Targeted Genetics Receives Patent for Enhanced Core Technology Including Expressed RNA
Targeted Genetics Corporation has announced the issuance of an additional patent related to its adeno-associated virus (AAV) vector technology that describes delivery of genes or delivery of small therapeutic genetic constructs or small therapeutic genetic constructs including therapeutic RNA molecules such as RNAi.
U.S. patent #7,125,717 entitled "Metabolically Activated Recombinant Viral Vectors and Methods for Their Preparation and Use" describes the use of AAV vectors that are efficient for expression of therapeutic genetic constructs.
Single stranded Deoxyribonucleic acid (DNA) vectors like AAV require conversion to a double-stranded DNA form in order for the therapeutic gene of interest to be expressed. The AAV virus DNA is about 4.7 Kb in size.
However, a significant number of either genes used in gene therapy as well as genetic constructs such as expressed RNA or RNAi are approximately half this size or less.
This patent demonstrates that AAV vectors containing genetic sequences that are roughly half the size of an AAV payload can form intrastrand based pairing, converting the therapeutic construct to an expressible form.
This results in an efficient expression of the therapeutic genetic construct, and has the potential for increased benefit in treating or preventing disease.
"The issuance of Targeted Genetics' latest patent adds to a portfolio of intellectual property that enhances the utility of AAV vectors in two important ways: first, for expressing therapeutic genes in order to add back necessary proteins to prevent or correct a disease state, and second, for expressing therapeutic RNA molecules, such as RNAi, which can silence or block the expression of abnormal proteins associated with other disease states," said Barrie J. Carter, Ph.D., executive vice president and chief scientific officer of Targeted Genetics Corporation and inventor on the patent.
"Abnormal production of proteins is the cause of many human diseases; and RNAi naturally occurs within cells to regulate gene expression, thus blocking or silencing the production of specific disease causing proteins."
"The use of AAV Vectors described in this patent to express these specific double stranded therapeutic RNAs, such as RNAi, may specifically block the expression of these abnormal proteins associated with disease."

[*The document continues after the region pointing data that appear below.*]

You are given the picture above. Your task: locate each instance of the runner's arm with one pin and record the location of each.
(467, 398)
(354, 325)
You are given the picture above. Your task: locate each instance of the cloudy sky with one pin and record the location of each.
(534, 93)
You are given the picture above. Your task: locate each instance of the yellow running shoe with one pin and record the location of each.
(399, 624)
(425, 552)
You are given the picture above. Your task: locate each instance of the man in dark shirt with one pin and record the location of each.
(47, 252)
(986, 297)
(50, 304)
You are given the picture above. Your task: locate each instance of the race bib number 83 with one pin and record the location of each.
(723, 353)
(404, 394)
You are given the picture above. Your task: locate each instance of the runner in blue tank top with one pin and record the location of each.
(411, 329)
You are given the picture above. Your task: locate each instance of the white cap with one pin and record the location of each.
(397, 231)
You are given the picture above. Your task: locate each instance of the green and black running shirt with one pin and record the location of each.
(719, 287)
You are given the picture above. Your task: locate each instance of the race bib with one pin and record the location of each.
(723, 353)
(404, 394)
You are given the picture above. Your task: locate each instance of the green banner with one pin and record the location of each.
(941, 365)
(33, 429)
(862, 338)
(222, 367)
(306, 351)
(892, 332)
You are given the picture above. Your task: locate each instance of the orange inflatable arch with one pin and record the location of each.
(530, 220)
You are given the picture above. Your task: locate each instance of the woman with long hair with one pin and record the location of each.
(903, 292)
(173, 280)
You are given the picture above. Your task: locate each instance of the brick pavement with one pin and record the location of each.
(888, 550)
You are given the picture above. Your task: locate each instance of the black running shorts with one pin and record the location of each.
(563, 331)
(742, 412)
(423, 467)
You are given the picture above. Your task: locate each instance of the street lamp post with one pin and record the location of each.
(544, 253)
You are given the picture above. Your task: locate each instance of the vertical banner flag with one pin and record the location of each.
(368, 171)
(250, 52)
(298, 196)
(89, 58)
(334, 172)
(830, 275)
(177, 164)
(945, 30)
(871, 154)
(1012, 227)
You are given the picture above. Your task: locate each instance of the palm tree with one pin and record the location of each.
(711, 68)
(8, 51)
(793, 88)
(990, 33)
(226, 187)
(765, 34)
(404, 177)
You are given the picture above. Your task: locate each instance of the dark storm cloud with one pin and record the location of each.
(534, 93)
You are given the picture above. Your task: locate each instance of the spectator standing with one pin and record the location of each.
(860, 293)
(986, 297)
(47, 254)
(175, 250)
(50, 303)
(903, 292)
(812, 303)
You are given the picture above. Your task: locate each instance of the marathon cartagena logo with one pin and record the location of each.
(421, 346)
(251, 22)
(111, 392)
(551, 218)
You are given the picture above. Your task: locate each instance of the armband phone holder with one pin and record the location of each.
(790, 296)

"Targeted Genetics has over ten years of expertise in the development of AAV vectors to treat a broad array of diseases and using AAV vectors to treat diseases where delivery and efficient expression of a therapeutic gene of interest has long been a focus of the company."
"Given the recent advances and excitement in the field of developing a new class of RNA therapeutics, such as RNAi, that block the expression of abnormal proteins, development of the use of vectors described in this issued patent is a natural extension of our work as a company and broadens our class of potential therapeutic targets," said H. Stewart Parker, president and chief executive officer of Targeted Genetics.
"The key is that utilizing these vectors may allow us to treat disease by essentially turning on or turning off gene expression associated with disease states."